Theorem 5-2 • The acute angles of a right triangle are complementary.
Theorem 5-3 • The measure of each angle of an equiangular triangle is 60.
Section 5-3 Geometry in Motion
Translation • When you slide a figure from one position to another without turning it. • Translations are sometimes called slides.
Reflection • When you flip a figure over a line. • The figures are mirror images of each other. • Reflections are sometimes called flips.
Rotation • When you turn the figure around a fixed point. • Rotations are sometimes called turns.
Pre-image and Image • Each point on the original figure is called a pre-image. • Its matching point on the corresponding figure is called its image.
Mapping • Each point on the pre-image can be paired with exactly one point on the image, and each point on the image can be paired with exactly one point on the pre-image.
Section 5-4 Congruent Triangles
Congruent Triangles • If the corresponding parts of two triangles are congruent, then the two triangles are congruent
Corresponding Parts • The parts of the congruent triangles that “match”
Congruence Statement • Δ ABC ≅Δ FDE • The order of the vertices indicates the corresponding parts
CPCTC • If two triangles are congruent, then the corresponding parts of the two triangles are congruent • CPCTC – corresponding parts of congruent triangles are congruent
Section 5-5 SSS and SAS
Postulate 5-1 • If three sides of one triangle are congruent to three corresponding sides of another triangle, then the triangles are congruent. (SSS)

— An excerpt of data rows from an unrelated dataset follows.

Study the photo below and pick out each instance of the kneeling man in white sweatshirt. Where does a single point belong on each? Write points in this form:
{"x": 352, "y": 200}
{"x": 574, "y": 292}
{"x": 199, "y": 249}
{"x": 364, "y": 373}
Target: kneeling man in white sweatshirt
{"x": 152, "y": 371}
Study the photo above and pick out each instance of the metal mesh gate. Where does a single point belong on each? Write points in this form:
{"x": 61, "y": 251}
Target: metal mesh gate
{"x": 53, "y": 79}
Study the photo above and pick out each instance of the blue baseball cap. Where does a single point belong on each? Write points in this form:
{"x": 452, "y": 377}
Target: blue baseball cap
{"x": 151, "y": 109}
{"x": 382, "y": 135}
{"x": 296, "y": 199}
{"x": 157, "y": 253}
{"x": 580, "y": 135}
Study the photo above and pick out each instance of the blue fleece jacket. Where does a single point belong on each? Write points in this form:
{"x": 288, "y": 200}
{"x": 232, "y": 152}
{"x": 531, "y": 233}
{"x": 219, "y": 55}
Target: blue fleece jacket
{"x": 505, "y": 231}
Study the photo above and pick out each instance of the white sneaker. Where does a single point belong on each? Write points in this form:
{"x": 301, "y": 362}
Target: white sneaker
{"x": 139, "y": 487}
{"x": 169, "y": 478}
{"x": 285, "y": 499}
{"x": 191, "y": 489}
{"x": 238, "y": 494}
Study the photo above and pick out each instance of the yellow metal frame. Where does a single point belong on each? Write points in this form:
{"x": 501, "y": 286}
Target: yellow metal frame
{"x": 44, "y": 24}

Included Angle • The angle formed by two given sides is called the included angle of the sides
Postulate 5-2 • If two sides and the included angle of one triangle are congruent to the corresponding sides and included angle of another triangle, then the triangles are congruent. (SAS)
Section 5-6 ASA and AAS
Postulate 5-3 • If two angles and the included side of one triangle are congruent to the corresponding angles and included side of another triangle, then the triangles are congruent.
Theorem 5-4 • If two angles and a nonincluded side of one triangle are congruent to the corresponding two angles and nonincluded side of another triangle, then the triangles are congruent.